Wrapping PySpark Models#

This example requires full licence, and the program will break if you use the trial licence.

Installation

# To install the required package, use the following command:
# !pip install modeva

Authentication

# To get authentication, use the following command: (To get full access please replace the token to your own token)
# from modeva.utils.authenticate import authenticate
# authenticate(auth_code='eaaa4301-b140-484c-8e93-f9f633c8bacb')

Import required modules

import numpy as np
import pandas as pd
from pyspark.sql import SparkSession
from pyspark.ml.classification import LogisticRegression
from pyspark.ml.feature import VectorAssembler
from pyspark.sql.functions import monotonically_increasing_id
from sklearn.datasets import load_breast_cancer
from modeva import DataSet
from modeva import TestSuite
from modeva.models.wrappers.api import modeva_arbitrary_classifier

Scripts for building a pyspark model#

# Initialize Spark session
spark = SparkSession.builder.appName("PySpark-Wrapper-Example").getOrCreate()

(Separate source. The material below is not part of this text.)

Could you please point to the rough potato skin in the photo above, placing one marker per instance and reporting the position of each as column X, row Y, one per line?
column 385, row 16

# Load and prepare dataset
data = load_breast_cancer()
df = pd.DataFrame(data.data, columns=data.feature_names)
df['label'] = data.target

# Convert Pandas DataFrame to Spark DataFrame and add an index column
spark_df = spark.createDataFrame(df)
spark_df = spark_df.withColumn("index", monotonically_increasing_id())

# Assemble features into a vector
assembler = VectorAssembler(inputCols=data.feature_names, outputCol="features")
spark_df = assembler.transform(spark_df).select("features", "label", "index")

# Split the data into train and test sets
train, test = spark_df.randomSplit([0.8, 0.2], seed=1234)

# Extract the index for each split
train_indices = np.array([row["index"] for row in train.select("index").collect()])
test_indices = np.array([row["index"] for row in test.select("index").collect()])

Train model

lr = LogisticRegression(featuresCol="features", labelCol="label")
lr_model = lr.fit(train)

Wrap the data#

ds = DataSet()
ds.load_dataframe(data=df)
ds.set_train_idx(train_indices)
ds.set_test_idx(test_indices)

Wrap the PySpark model into Modeva#

def predict_func(X):
    X_spark = spark.createDataFrame(X, schema=data.feature_names.tolist())
    X_spark = assembler.transform(X_spark)
    predictions = lr_model.transform(X_spark).select("prediction")
    return np.array([int(row.prediction) for row in predictions.collect()])

def predict_proba_func(X):
    X_spark = spark.createDataFrame(X, schema=data.feature_names.tolist())
    X_spark = assembler.transform(X_spark)
    probabilities = lr_model.transform(X_spark).select("probability")
    return np.array([row.probability.toArray() for row in probabilities.collect()])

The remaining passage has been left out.